Les défis des Corses contraints de quitter l’île pour des soins médicaux

Vivre en Corse, île de beauté prisée, ne signifie pas toujours un accès facile aux soins médicaux. Chaque année, entre 10 000 et 30 000 habitants de cette région sont contraints de se déplacer vers le continent pour recevoir des traitements. En effet, l’île ne dispose d’aucun Centre hospitalier universitaire (CHU), ce qui limite l’accès à des spécialistes et à des équipements nécessaires pour traiter diverses pathologies.

EN BREF

  • Entre 10 000 et 30 000 Corses se rendent chaque année sur le continent pour se soigner.
  • Une salle d’attente à l’aéroport de Marseille a été créée pour les patients en transit.
  • Le Sénat a voté en faveur de la création d’un CHU en Corse d’ici 2031.

Les patientes et patients corses doivent souvent se rendre à Nice, Marseille ou Paris pour obtenir les soins nécessaires. Afin de faciliter ces déplacements, une salle attend les malades à l’aéroport de Marseille. Cette espace, baptisé Aria Serena, a été inauguré en 2017 par la compagnie Air Corsica en partenariat avec des associations de patients.

Jean-Dominique Grousseau-Bellini, chef d’escale chez Air Corsica, souligne l’importance de cet espace : « On a un espace de détente, un espace de repos, avec un canapé, des fauteuils confortables, et même une télévision. Cela permet aux passagers de tisser des liens, car ils savent qu’ils partagent une expérience similaire. » Marie-France, une patiente souffrant d’un cancer du pancréas, affirme que cet espace est un véritable havre de paix : « Heureusement qu’il y a cette salle. C’est calme, on peut se reposer. »
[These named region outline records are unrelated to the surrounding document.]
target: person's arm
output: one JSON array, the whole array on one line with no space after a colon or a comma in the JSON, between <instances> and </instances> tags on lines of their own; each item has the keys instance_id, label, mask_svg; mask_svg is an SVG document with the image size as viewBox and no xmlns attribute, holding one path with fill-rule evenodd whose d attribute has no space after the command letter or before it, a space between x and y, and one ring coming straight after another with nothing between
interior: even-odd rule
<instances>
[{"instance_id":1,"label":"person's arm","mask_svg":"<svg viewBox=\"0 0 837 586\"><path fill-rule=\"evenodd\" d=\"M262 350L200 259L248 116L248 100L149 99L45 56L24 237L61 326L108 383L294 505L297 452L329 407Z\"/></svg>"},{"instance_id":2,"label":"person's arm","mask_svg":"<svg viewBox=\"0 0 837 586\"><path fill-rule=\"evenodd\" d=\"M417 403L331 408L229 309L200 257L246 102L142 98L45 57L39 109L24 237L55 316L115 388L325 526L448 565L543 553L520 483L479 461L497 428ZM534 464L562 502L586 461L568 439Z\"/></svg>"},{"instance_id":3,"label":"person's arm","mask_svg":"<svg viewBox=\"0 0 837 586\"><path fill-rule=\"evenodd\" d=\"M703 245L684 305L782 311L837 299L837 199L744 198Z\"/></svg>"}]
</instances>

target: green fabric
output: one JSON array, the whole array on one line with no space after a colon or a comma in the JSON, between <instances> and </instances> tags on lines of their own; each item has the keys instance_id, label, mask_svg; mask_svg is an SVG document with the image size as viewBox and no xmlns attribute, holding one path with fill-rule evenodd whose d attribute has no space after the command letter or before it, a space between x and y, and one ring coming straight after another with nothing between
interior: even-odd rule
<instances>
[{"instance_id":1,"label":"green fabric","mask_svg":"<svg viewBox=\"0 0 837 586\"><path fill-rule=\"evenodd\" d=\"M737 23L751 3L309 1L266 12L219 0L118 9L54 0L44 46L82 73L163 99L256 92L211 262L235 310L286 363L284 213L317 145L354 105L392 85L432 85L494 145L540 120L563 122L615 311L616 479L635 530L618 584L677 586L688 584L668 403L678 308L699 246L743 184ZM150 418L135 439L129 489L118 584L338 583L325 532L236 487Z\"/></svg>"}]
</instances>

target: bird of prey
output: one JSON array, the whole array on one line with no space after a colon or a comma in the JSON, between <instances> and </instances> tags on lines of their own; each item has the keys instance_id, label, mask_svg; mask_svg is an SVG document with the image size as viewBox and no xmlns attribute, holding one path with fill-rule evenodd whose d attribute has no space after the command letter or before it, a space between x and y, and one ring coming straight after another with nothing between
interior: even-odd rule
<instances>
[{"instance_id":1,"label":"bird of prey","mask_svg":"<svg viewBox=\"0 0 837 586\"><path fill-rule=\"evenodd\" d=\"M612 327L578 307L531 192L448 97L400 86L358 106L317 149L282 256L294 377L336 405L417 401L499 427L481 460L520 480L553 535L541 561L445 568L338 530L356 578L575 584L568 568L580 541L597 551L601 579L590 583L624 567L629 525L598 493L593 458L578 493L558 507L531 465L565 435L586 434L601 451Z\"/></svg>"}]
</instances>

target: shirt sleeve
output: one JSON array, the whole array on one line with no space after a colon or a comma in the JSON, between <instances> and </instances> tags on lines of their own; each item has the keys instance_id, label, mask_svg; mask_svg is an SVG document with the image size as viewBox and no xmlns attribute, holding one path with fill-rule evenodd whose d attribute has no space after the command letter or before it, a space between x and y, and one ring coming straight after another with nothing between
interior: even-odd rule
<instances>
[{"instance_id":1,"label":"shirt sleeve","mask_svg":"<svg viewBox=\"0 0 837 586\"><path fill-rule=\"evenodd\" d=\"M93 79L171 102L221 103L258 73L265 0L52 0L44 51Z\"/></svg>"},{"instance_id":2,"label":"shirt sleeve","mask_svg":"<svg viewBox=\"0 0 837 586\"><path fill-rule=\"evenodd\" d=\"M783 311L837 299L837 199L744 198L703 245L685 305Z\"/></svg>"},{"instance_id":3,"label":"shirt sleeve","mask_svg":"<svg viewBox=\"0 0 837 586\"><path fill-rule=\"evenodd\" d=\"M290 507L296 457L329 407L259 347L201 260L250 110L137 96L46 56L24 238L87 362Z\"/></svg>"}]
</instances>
Le parcours de santé ne s’arrête pas là. Océane, 19 ans, doit jongler entre ses études à Corte et ses rendez-vous médicaux à Marseille. Sa mère, Céline, en parle avec une pointe de fatigue : « C’est une organisation de fou. En Corse, c’est compliqué. C’est dommage qu’il n’y ait pas ce qu’il faut pour se soigner. » Les coûts supplémentaires de ces voyages pèsent également sur les familles, car l’assurance maladie ne couvre souvent pas les frais de transport des accompagnateurs, sauf pour les mineurs.

Pour pallier ces difficultés, l’association Inseme, qui signifie « ensemble » en corse, a été créée pour venir en aide aux patients. Sa fondatrice, Laetitia Cucchi, souligne que la mobilisation de la société civile est essentielle face à cette problématique d’accès aux soins : « Ce n’est pas normal que des citoyens doivent se mobiliser pour faire face à une situation connue depuis des décennies. » L’association aide aussi financièrement les patients, en leur fournissant des logements en continent, mais la demande dépasse largement l’offre.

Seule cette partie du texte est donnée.